Information on the thesis

he thesis focuses on elaborating methods for approximation of non-additive regular measures (also called capacities by Choquet) on  metric spaces, with non-additive measures that are of “simpler nature” or more convenient for calculations.

In the thesis approximation problems have been solved for the following classes: of the capacities that are Lipschitz w.r.t. Hausdorff metric; of the additive measure on a finite subspace; of the  necessity measures; of the possibility measures; of the normalized capacities with supports in a closed subspaces . Therefore most of the approximations have been obtained for capacities on metric compacta. In this case the considered classes are compact w.r.t. the topology induced from the space of capacities, which ensures that the required optimal  approximation exists.
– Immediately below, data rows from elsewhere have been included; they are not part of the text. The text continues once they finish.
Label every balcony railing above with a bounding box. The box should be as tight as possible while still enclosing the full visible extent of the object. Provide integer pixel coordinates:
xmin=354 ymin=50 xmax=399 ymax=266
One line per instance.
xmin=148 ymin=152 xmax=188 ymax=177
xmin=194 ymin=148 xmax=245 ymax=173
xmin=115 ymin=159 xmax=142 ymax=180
It  has been proved that there exist continuous almost optimal  approximations.  The construction uses properties of idempotent semimodules.  In the thesis a “finite representation” of an arbitrary subnormalized capacity  on an infinite metric compactum has been obtained, as an approximation with a capacity, which is determined with a finite set of the values of the original capacity on all unions of elements of a finite family, of subsets of the space, called a foundation of the capacity. The least foundation of the capacity is described with the fractal dimensions, which are analogous to Hausdorff dimension and lower/upper box dimensions. They have been compared with the respective dimensions for supports and additive measures. Methods for calculation and estimation of dimensions for self-similar capacities, based on similar dimensions for inclusion hyperspaces (also introduced in the thesis), have been obtained.

Keywords: non-additive measure, capacity, Sugeno integral, Prokhorov metric, metric, optimal approximation, continuous approximation, idempotent semimodule, idempotent convex combination, Hausdorff dimension, box dimension, self-similarity, iterated function system.